I. Performance Update
• The Second Quarter saw stock markets reach new highs while bond yields plumbed lows not seen since 2016. April was equities’ strongest month, after corporate earnings bettered depressed expectations, coming in about flat year over year despite initial predictions for a four percent slippage. May, on the other hand, was the worst month for investors in decades, as President Trump pulled out of trade talks with China, arguing that the world’s second largest economy had backtracked on key agreements. The US increased tariffs to 25% on a wide range of goods, threatened similar treatment on others, and labeled China smart phone maker Huawei a national security threat. Chinese counter threats ensued. Markets resumed their upward climb in June, bolstered by our Federal Reserve signaling it was prepared to cut interest rates as needed to ward off recession.

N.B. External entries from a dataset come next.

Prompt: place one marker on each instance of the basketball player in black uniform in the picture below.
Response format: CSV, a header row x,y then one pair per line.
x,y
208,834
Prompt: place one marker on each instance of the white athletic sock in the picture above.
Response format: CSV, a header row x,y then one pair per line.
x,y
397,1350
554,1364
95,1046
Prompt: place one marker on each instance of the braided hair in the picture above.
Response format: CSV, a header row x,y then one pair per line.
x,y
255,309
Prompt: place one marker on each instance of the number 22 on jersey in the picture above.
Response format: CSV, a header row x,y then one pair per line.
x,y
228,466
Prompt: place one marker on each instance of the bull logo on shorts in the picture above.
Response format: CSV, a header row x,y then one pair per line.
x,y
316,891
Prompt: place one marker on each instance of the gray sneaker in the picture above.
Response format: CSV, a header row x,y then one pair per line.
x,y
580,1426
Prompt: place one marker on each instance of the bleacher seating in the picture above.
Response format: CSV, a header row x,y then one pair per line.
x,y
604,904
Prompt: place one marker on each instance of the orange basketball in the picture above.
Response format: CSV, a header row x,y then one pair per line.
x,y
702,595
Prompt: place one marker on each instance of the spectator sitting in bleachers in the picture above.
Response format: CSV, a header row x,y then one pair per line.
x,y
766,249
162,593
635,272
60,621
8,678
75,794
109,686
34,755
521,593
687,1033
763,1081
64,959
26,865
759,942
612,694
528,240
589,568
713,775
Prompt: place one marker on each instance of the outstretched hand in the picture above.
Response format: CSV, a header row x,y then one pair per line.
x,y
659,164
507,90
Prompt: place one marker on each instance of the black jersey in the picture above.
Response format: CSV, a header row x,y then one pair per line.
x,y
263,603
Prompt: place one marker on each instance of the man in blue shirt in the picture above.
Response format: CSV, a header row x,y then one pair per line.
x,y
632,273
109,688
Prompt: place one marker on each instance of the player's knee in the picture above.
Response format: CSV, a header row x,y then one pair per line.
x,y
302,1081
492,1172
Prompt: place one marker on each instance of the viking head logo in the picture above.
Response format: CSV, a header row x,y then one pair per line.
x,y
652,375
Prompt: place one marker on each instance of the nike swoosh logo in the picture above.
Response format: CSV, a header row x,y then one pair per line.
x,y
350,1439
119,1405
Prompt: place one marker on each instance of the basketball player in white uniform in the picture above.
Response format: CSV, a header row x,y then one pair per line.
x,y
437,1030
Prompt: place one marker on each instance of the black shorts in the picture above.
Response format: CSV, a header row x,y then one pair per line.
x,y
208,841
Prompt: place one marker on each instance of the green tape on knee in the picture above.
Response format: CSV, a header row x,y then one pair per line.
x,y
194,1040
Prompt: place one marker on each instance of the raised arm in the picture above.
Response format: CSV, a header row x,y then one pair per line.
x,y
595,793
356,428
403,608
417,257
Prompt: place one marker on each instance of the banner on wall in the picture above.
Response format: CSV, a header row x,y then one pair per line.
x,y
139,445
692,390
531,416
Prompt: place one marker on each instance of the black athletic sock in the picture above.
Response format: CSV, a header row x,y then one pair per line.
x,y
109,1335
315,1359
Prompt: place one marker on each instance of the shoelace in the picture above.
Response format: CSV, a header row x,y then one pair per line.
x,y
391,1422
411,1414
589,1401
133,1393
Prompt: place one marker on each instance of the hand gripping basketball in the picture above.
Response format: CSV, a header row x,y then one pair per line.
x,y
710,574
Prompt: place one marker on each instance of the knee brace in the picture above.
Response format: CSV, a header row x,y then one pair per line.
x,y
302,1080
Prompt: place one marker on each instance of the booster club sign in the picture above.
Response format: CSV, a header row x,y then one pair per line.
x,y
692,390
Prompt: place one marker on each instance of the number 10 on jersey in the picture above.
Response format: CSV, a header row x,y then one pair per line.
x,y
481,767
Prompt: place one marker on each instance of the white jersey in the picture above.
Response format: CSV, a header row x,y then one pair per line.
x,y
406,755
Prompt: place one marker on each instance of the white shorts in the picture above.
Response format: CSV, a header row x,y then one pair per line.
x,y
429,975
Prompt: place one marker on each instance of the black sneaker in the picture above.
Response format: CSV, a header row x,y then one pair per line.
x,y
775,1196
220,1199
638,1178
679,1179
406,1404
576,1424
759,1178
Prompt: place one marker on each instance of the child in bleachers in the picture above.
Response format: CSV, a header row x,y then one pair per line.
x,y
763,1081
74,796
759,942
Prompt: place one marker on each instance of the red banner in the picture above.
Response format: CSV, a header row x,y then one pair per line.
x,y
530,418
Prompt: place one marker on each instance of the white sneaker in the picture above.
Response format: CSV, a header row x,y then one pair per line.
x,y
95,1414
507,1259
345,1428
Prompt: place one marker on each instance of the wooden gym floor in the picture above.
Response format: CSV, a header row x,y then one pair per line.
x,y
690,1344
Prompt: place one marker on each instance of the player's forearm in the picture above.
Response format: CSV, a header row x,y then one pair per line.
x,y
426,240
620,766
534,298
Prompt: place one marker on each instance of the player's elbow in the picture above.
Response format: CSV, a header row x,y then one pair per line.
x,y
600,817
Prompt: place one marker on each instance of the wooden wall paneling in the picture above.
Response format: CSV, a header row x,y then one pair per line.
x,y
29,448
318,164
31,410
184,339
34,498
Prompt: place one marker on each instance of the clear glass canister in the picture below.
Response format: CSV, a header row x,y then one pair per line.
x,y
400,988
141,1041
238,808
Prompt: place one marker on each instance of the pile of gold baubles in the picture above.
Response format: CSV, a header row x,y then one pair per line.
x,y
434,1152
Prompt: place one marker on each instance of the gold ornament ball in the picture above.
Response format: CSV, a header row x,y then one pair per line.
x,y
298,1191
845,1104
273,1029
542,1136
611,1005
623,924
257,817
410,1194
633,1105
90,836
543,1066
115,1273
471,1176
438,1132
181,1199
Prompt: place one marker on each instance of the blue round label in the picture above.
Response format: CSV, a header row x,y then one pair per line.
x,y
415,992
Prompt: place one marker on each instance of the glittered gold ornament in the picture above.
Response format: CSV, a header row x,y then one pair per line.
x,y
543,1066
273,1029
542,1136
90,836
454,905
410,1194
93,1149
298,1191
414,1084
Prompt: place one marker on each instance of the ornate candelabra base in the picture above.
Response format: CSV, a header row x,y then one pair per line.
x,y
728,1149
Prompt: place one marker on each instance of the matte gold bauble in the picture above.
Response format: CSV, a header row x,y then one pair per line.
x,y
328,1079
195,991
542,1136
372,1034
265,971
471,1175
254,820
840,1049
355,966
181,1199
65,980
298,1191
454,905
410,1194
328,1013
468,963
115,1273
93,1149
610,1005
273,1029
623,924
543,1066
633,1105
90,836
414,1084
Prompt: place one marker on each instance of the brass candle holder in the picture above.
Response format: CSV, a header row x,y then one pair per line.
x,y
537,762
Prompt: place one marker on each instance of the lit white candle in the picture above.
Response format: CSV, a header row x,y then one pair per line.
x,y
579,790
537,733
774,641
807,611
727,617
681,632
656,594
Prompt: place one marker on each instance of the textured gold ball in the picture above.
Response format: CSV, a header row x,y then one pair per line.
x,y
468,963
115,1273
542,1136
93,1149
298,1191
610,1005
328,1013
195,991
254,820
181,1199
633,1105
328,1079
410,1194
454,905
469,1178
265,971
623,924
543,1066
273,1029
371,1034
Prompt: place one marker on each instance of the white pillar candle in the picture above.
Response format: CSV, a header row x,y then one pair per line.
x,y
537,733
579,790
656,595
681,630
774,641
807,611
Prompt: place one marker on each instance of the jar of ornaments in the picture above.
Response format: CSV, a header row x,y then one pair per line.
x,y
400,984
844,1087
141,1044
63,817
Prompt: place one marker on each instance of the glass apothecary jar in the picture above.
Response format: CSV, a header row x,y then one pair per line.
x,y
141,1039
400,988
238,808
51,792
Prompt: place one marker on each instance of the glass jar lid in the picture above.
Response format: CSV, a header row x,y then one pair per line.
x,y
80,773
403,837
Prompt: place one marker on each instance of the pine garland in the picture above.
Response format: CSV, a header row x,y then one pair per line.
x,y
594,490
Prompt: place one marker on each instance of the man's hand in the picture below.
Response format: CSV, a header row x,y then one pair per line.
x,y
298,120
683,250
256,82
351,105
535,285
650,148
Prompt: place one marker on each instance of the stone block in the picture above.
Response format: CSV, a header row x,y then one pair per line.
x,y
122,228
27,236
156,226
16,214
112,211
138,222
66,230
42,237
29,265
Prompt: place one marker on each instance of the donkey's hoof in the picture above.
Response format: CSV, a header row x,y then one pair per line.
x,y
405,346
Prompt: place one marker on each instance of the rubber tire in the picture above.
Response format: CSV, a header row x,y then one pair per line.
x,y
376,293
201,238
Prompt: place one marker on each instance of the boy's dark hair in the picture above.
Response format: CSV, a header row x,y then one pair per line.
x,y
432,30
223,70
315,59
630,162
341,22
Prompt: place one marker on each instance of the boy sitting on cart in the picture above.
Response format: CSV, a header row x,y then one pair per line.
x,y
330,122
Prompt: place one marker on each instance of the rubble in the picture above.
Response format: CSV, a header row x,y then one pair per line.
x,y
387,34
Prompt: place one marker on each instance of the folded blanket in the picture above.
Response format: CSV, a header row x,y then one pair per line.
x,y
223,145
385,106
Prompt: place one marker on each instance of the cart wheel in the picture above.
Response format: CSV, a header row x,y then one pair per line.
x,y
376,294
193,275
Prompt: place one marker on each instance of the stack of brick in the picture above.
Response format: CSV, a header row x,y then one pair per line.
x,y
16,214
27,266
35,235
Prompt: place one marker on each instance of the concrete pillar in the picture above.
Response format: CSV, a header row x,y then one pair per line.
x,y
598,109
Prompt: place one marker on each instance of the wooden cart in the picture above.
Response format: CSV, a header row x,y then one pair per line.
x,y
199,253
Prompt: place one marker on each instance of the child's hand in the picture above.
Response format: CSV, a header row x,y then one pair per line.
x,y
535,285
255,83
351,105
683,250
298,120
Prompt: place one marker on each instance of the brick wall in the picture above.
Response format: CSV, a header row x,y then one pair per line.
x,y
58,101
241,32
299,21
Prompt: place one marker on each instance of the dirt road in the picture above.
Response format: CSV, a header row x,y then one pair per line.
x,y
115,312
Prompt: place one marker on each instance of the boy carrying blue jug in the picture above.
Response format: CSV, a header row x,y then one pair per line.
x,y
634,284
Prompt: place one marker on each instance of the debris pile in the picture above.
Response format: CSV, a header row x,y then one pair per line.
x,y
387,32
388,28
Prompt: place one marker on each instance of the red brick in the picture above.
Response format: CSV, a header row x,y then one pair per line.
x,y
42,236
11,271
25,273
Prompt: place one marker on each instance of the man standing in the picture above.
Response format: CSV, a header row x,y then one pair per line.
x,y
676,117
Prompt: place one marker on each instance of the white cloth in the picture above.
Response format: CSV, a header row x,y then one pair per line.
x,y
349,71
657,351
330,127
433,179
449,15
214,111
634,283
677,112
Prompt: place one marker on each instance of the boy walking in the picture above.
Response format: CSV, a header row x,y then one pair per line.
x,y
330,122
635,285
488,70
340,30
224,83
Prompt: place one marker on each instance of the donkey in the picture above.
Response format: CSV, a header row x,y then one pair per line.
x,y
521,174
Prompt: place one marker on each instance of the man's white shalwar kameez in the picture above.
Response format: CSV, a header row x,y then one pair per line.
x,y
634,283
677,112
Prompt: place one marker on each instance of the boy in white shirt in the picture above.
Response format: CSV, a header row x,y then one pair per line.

• Catching nearly all analysts off guard was the second quarter interest rate plunge, with the yield on the 10 year Treasury dropping nearly half a percentage point, ending the quarter near 2% versus the 3% or more many pundits had forecast. Although much is made of the Federal Reserve and its monetary tools, it’s new inclination to cut the Federal funds rate seems more about listening to the bond market than about showing any type of leadership.
• Small cap stocks lagged their larger brethren in Q2, not respecting the script most of Wall Street had written. Many analysts had predicted small cap outperformance, reasoning that they were much less exposed to the vicissitudes of the global economy and tariff turmoil. Now many see the fact that small caps are trailing as a sign of impending US recession. This analysis is unsatisfying as much of world overseas is already in recession, yet US large caps seemed to power through the international malaise.
• Gold finally caught a bid this quarter, advancing 8.7%. Although it’s best known as an inflation hedge and inflation has remained quiescent, the big drop in interest rates reduces its carrying costs. Speculation that dramatically lower interest rates were signaling recession also spurred demand. More monetary policy activism worldwide raises fears of future inflation, as central banks flooding the banking system with more money can create price pressures.
• Earnings continue to come in stronger than expected, with more than 75% of the companies in the S&P 500 either beating or matching analyst expectations. Earnings growth was essentially flat, but that was mainly driven from tough comparisons following last year’s tax cuts.
• The bond market surged in Q2, causing a major drop in interest rates. Occasional yield inversions, where shorter dated bonds yield more than longer dated ones, is giving rise to recession fears. The 30-year Treasury is yielding under 3% and the 10 year under 2.1%.
• The IPO market picked up once again. Many high-profile companies came to market such as: Uber, Lyft, Beyond Meat, and Crowdstrike. However, the results and investor acceptance has been mixed; Beyond Meat rose 600% but Lyft eased 10%.
• Eurozone health is on watch. Although election results continue to favor a pro EU stance, the economies of the underlying nations are struggling. Cracks in the Italian banking system continue to grow. Germany is seeing a slowdown in many of its economic data.
PREVAILING YIELDS AS OF:
II. Looking Forward
The biggest question revolves around the Fed’s interest rate policy. Will it cut rates and if so how much and when? The market is also focused on the progress of trade talks between China and the US. We remain optimistic because both countries are strongly incented to reach a deal.